Our report showed a complete histological necrosis of a well-differentiated HCC after preoperative right PVE. This result was unexpected because HCC have a predominant arterial vascularization [9]. Hypothesis 1: some HCC may have predominant portal vascularization. In our patient, this may have been the case as initial imaging showed poor arterial enhancement. Hypothesis 2: a spontaneous regression may occur. Spontaneous regression is defined by a complete or partial clearance of malignant cells in the absence of all treatment or in the presence of therapy that is considered inadequate to exert a significant influence on the neoplastic disease. From a physiopathology point of view, this phenomenon may be caused by hypoxia due to rapid tumor growth, tumor infarction following hemorrhagic shock, circulatory failure by arterial thrombosis or venous thrombosis, or reactivation and recognition of tumor cells by the immune system. Spontaneous regression may occur in approximately 1/100,000 patients with malignant tumor including HCC. Only 12 pathologically proven cases of HCC regression (including our case) have been reported in the literature [10]. Hypothesis 3: an arterial trauma may cause ischemia. In fact, an asymptomatic proximal intrahepatic arterial trauma may be caused during fine liver biopsy and/or percutaneous PVE procedure. This last hypothesis is validated by the facts that in our patient, PVE was performed with multiple right liver (ipsilateral) punctures and that complete necrosis was recorded in all of the three lesions. In our opinion, combined disruption of a predominant portal flow by PVE (hypothesis 1) and arterial flow by a puncture trauma may explain the result in our patient.
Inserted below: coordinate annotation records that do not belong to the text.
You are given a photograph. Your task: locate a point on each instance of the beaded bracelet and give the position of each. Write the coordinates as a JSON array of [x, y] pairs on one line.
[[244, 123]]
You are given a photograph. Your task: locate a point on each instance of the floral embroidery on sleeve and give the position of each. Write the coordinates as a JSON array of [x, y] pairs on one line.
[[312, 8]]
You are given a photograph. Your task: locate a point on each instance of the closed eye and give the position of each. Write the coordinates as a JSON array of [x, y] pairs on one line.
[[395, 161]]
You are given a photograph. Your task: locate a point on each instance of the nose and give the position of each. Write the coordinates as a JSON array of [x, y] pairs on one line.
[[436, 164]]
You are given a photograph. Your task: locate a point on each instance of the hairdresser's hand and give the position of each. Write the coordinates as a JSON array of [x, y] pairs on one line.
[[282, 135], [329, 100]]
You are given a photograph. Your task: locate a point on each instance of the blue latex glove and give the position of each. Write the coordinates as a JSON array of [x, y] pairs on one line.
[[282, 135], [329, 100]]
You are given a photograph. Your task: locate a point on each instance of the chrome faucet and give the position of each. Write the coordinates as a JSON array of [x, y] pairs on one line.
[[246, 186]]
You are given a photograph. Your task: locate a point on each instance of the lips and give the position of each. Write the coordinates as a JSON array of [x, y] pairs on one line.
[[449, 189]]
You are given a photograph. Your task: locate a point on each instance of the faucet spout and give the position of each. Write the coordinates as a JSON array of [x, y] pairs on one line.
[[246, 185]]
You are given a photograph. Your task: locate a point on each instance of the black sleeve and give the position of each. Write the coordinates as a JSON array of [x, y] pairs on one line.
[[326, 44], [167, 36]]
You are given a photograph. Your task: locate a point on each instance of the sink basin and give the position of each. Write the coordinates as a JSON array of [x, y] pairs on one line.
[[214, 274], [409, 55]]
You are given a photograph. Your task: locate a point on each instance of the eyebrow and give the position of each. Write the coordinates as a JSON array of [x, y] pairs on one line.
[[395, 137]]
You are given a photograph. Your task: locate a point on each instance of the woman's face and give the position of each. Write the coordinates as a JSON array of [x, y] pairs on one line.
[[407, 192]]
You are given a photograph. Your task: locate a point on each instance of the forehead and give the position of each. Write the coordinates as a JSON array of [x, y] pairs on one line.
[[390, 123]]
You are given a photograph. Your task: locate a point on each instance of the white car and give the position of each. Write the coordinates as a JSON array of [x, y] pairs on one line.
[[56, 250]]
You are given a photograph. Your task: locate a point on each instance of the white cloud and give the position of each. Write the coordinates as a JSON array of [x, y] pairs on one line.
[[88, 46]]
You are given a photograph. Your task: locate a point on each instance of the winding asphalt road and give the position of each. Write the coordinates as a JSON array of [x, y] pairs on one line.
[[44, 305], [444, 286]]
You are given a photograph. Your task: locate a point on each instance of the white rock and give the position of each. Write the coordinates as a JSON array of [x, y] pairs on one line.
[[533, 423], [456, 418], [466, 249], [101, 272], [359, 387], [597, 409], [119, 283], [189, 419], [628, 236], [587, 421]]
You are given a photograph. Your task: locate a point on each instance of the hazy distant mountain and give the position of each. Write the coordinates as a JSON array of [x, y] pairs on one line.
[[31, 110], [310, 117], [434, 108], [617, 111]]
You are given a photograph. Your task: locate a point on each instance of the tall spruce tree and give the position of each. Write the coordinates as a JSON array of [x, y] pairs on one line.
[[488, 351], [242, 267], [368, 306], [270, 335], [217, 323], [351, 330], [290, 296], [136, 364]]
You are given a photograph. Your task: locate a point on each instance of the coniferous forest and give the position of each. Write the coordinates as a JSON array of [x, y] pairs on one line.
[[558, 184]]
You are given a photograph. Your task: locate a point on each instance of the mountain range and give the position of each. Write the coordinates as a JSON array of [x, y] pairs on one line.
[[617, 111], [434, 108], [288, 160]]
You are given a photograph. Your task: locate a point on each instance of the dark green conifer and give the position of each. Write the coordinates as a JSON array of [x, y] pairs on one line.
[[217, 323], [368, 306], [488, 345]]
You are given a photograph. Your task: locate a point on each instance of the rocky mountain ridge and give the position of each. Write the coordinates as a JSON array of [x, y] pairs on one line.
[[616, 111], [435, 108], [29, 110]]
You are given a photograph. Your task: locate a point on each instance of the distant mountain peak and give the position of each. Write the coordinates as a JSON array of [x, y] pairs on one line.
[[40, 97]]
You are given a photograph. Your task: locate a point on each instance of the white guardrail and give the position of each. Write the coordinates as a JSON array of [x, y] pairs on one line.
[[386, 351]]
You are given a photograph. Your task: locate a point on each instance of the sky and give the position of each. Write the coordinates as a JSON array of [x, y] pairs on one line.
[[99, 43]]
Complete necrosis should have been suspected while performing a second preoperative liver imaging to assess future liver remnant hypertrophy but it would not have changed our surgical strategy. In fact, relapse of spontaneously necrotized HCC has been reported [11] and viable persistence of tumoral cells has also been often observed despite a diagnosis of advanced tumor necrosis in imaging examinations [12].

Conclusions

Refinement of perioperative care in liver surgery, including preoperative portal embolization and multidisciplinary discussion, has helped to extend indications for liver resection for HCC outside EASL/AASLD recommendations and offers a curative approach to selected patients with intermediate (our patient) and advanced stage HCC.